Ismailia is a town not particularly frequented by tourists. Not surprising really given that the town is only 150 years old and that, as far as historical monuments go, nothing of interest has been constructed in the country since 1500. Except for one thing that is, which is the reason for Ismailia's very existence, the Suez canal. Undoubtedly the greatest feat of engineering of the 19th century, and possibly even the entire Industrial Age. 160km long, 11 years in the making and costing the lives of tens of thousands of people, welcome to the largest ditch in the world, dug mainly by hand and without the aid of modern machinery. The costs might have been very high in both human lives and financial terms (the debts incurred by the Egyptian state were used as an excuse by the British to effectively take control of the country for some 80 years until they were finally kicked out) but it changed world trade dramatically cutting the sea passage time from Europe to India by more than half and thereby boosting world trade. To this day some 7.5% of world sea cargo passes through it (at a rate of 50 ships a day) and it contributes a significantly to the country's coffers, bringing in almost $3.5 billion last year.
As I approached the canal I would catch glimpses of ships' bridges gliding along behind some buildings, looking eerily out of place and sending shivers down my spine. As I crossed a small rise there it was in front of me, and right on cue a gigantic container ship (I calculated that it carried over 1000 containers) eased in front of my eyes acting all nonchalant and yet looking as out of place as an elephant in a tutu. I was mesmerised and spent about an hour watching the different types of ship drift silently by whilst two little ferries chugged back and forth playing chicken with their bigger cousins. But then it got chilly and I walked back to town with a spring in my step.
And now I'm back in Cairo hanging out at my hotel. Actually the building has three separate hotels and is almost the sole preserve of Japanese backpackers, which is a good sign as the Japanese (and Koreans as well) are fantastically efficient at winkling out the cheapest places to stay (though they then get shafted by touts who overcharge them even more than white tourists). Anyway, why am I back in Cairo? Well it seems like I have become my family's mobile holiday destination and this time it is my father who is coming out to brave the backpacker life to spend some time with his son (personally I would have preferred it if he joined me in a more expensive country to lessen my financial burden rather than Egypt where $10 is enough to see you through the day). But no, I am glad he is coming as I haven't seen him since last Summer and there would be something wrong with me if I didn't want to see him. Let's see how long we will last.
As I approached the canal I would catch glimpses of ships' bridges gliding along behind some buildings, looking eerily out of place and sending shivers down my spine. As I crossed a small rise there it was in front of me, and right on cue a gigantic container ship (I calculated that it carried over 1000 containers) eased in front of my eyes acting all nonchalant and yet looking as out of place as an elephant in a tutu. I was mesmerised and spent about an hour watching the different types of ship drift silently by whilst two little ferries chugged back and forth playing chicken with their bigger cousins. But then it got chilly and I walked back to town with a spring in my step.

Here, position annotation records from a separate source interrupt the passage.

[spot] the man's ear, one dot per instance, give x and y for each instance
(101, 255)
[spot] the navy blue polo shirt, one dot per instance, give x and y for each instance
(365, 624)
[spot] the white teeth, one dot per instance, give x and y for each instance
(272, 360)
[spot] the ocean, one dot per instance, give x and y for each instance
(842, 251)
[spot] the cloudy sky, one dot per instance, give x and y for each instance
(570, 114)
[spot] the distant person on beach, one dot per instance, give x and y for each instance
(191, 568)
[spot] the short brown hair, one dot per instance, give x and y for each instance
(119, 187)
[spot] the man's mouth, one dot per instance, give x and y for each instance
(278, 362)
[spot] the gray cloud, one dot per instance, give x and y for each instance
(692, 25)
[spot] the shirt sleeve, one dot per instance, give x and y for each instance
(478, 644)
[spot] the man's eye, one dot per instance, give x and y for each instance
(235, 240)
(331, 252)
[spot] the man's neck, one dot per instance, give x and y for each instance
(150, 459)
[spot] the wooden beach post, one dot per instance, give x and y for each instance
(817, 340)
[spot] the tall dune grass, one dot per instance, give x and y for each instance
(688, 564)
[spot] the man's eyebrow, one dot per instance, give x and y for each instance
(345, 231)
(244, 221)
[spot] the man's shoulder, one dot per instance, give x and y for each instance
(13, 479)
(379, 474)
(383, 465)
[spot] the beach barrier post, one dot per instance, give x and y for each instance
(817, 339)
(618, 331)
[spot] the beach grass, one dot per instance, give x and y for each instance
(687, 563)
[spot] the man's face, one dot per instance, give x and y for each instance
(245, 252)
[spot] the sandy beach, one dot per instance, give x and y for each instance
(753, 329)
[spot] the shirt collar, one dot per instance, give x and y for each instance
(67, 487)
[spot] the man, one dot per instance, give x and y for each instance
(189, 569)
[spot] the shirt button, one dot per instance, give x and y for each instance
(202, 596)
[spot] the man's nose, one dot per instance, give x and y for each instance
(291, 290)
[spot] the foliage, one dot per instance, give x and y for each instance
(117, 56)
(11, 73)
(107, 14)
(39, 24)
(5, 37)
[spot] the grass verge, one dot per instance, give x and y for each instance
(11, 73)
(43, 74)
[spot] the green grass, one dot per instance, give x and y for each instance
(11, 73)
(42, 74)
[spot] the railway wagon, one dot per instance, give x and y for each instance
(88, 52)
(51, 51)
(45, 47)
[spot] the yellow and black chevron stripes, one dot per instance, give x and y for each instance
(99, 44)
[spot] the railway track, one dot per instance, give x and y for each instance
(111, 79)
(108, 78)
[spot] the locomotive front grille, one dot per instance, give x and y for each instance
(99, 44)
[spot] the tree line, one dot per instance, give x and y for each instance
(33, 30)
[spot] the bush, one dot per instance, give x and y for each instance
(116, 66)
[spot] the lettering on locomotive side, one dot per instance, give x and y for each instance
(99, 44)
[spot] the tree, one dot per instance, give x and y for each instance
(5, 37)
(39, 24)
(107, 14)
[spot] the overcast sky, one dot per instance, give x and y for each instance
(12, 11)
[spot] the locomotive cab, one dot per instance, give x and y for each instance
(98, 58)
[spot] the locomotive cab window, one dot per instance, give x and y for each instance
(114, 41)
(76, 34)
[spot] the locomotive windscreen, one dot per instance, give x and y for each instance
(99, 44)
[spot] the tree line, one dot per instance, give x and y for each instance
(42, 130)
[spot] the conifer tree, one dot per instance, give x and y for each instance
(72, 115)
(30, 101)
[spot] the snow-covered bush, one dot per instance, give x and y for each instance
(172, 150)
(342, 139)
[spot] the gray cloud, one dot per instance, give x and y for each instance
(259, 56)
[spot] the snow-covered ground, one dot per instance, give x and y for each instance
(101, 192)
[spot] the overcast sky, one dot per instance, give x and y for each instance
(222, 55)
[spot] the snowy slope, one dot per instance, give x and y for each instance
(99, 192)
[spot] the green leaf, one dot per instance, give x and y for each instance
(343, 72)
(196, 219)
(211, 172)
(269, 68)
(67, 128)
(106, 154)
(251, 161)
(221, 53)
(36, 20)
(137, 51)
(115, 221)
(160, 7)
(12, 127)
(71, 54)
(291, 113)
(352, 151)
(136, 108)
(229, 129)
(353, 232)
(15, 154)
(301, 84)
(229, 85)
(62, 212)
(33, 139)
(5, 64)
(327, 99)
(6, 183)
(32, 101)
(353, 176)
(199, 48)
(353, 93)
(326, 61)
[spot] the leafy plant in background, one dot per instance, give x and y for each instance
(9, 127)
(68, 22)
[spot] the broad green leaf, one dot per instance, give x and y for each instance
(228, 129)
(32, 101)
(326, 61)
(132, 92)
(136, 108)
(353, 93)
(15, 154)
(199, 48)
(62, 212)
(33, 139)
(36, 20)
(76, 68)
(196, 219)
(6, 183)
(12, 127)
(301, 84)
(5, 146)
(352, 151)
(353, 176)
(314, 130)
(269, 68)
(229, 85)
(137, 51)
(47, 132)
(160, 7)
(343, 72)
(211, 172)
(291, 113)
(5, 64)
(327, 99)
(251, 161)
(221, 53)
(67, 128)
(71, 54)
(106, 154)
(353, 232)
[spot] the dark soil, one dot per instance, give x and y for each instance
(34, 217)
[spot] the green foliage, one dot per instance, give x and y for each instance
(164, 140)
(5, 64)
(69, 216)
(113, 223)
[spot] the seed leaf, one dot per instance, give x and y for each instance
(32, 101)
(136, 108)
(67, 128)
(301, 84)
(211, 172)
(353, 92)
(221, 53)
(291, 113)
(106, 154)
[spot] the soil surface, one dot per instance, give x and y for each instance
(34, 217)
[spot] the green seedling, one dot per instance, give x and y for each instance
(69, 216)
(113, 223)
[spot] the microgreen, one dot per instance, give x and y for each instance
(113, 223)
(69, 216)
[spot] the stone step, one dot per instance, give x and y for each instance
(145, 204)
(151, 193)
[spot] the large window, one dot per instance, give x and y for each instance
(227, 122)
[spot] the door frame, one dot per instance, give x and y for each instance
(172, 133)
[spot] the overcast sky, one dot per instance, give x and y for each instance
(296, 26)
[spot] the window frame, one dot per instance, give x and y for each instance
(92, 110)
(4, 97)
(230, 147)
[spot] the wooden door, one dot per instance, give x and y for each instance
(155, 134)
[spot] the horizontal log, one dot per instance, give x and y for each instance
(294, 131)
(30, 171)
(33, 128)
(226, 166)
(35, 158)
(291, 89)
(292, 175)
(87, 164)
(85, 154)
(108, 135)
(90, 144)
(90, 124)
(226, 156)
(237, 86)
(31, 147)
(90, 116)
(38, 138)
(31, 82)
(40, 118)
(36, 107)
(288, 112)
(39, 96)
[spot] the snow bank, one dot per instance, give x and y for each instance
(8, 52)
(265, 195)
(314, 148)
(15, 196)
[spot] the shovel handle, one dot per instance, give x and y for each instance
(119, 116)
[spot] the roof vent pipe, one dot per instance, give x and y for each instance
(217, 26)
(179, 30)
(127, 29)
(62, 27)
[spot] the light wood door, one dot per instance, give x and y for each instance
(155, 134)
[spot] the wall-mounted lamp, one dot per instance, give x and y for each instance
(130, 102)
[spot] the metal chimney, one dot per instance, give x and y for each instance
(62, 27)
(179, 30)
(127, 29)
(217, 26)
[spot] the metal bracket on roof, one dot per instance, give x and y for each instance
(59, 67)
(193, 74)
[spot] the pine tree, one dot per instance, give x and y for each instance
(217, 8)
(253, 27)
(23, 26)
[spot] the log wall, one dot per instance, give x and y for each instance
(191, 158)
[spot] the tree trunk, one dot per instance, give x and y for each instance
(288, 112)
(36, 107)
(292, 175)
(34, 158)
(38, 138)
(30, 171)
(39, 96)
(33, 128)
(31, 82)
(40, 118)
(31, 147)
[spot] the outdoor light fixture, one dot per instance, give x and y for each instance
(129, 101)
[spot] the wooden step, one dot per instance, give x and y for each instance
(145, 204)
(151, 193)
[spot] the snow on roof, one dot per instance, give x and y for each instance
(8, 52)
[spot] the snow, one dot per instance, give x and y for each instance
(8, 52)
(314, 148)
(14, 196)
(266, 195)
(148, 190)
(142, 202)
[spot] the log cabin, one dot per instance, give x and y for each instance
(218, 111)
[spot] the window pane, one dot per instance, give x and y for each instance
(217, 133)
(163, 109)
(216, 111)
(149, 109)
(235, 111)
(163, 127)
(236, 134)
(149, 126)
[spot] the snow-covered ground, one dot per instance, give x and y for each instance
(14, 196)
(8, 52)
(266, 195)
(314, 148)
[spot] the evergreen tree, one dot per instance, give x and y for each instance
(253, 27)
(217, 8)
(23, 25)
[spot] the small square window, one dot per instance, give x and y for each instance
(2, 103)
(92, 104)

And now I'm back in Cairo hanging out at my hotel. Actually the building has three separate hotels and is almost the sole preserve of Japanese backpackers, which is a good sign as the Japanese (and Koreans as well) are fantastically efficient at winkling out the cheapest places to stay (though they then get shafted by touts who overcharge them even more than white tourists). Anyway, why am I back in Cairo? Well it seems like I have become my family's mobile holiday destination and this time it is my father who is coming out to brave the backpacker life to spend some time with his son (personally I would have preferred it if he joined me in a more expensive country to lessen my financial burden rather than Egypt where $10 is enough to see you through the day). But no, I am glad he is coming as I haven't seen him since last Summer and there would be something wrong with me if I didn't want to see him. Let's see how long we will last.
2 comments:
Have a great time with your dad, I hope he's going to fund a few sightseeing trips to places like Luxor and Aswan. When I was in Luxor, we were on a Nile cruise and were served mystery meat for dinner... probably water buffalo, but it was tough as leather. We collected up all the leftover meat and took it on shore that evening, meaning to give it to one of the painfully thin stray dogs or cats that seem to be everywhere in Egypt. But that evening, no hungry dogs or cats were evident. I saw a beggar with no legs propelling himself along on a kind of large skateboard. He was asking for money, but I offered him the meat instead... he was delighted! And he gave me a huge smile.... revealing NO TEETH!!!! I don't know how he was ever going to get his gums through that tough meat, but I hope he enjoyed it!
Haha! Root canal! I was picturing you with your mouth contorted and in pain!